こうして5日程経った後、最初の良くない知らせが届いた。
「やはり西側の王侯貴族が差し向けたと思われる私兵集団に近い者達が森の中に出現して、正式な依頼を受けた調査団や警備員の邪魔になっているようです、結構際どい揉め事も何度か起きているみたいですよ」
そのようにマチャントから聞かされた翌日には、さらに良くない知らせが届いた。
「揉め事を起こした私兵集団数名の遺品とみられる武具が森の奥で見つかり、辺りは血の海だったそうですが死体は見つからなかったそうです」
さらに翌日。
「調査団の数名が戻らないようで、遺留品や襲われた形跡が見つからないとのことです」
それから3日後・・・
「ギャラガさんからの連絡です、まだ正式発表されていないですが、調査討伐に向かった人達の多数が負傷し、その中にはデルリシアンさんとヴォルリッヒさんもいて、しんがりを努めて最後まで戦ったため大怪我を負ったそうです、幸いな事に命に別状はないとのことです」
さすがにこれは大変な事になったということで、翌日にはこの状況が正式に発表され、軍隊規模の大規模な山狩りの実行について検討が開始されたとのことだった。

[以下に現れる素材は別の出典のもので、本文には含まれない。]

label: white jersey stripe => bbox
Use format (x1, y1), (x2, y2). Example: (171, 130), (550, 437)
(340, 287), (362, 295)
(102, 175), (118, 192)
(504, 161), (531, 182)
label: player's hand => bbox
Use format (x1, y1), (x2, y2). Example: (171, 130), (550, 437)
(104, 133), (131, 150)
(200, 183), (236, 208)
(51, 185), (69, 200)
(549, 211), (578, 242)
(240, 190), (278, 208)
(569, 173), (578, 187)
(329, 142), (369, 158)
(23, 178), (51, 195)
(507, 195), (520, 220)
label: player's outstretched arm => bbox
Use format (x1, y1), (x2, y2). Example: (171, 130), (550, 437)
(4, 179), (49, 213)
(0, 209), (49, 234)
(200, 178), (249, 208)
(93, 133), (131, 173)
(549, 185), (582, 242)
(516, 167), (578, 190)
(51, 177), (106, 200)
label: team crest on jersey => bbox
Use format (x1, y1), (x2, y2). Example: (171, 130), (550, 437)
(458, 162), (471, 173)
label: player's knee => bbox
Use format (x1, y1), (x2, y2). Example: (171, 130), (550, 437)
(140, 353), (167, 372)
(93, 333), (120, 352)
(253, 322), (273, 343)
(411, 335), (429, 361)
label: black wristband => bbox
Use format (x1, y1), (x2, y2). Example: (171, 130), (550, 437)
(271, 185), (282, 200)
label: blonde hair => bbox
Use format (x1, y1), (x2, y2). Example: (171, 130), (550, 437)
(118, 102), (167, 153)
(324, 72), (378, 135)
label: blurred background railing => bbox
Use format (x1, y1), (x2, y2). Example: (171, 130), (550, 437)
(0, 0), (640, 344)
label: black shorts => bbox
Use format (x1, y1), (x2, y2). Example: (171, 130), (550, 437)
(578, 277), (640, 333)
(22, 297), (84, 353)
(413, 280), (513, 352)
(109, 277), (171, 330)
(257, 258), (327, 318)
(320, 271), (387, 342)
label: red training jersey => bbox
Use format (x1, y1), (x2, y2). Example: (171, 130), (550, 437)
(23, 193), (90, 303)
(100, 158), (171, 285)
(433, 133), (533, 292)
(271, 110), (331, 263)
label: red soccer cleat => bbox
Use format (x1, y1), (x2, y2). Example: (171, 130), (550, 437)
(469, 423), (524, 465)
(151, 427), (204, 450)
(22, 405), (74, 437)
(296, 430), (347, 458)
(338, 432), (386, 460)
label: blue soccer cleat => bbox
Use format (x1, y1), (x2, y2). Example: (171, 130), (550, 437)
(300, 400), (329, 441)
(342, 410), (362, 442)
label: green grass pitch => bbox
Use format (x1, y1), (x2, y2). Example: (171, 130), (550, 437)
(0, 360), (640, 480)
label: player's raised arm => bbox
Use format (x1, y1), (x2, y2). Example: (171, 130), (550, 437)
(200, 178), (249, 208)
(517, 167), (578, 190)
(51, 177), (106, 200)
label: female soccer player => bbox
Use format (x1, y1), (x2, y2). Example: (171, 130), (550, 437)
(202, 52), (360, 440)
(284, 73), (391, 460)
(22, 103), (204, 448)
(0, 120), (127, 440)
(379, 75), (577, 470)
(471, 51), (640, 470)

しかしモルサール本部としては二人の精鋭、しかもそのうちの一人は正統後継者を送ったにも関わらず敗退を余儀なくされたということで、このままではメンツが保たれないということでヴォルタークは大いに頭を悩ませていた。
一人でも多くの組合員を逃がすため最後まで戦ったという事は大いに評価されるのではないかという意見も数多く出たが、残念ながら一部の他流派はこれを機会にモルサール流の評価を下げる行動に動くだろうとの事だった。
シャルロッテも残念ながらこの界隈はメンツが重要なのだと苦い表情で語った。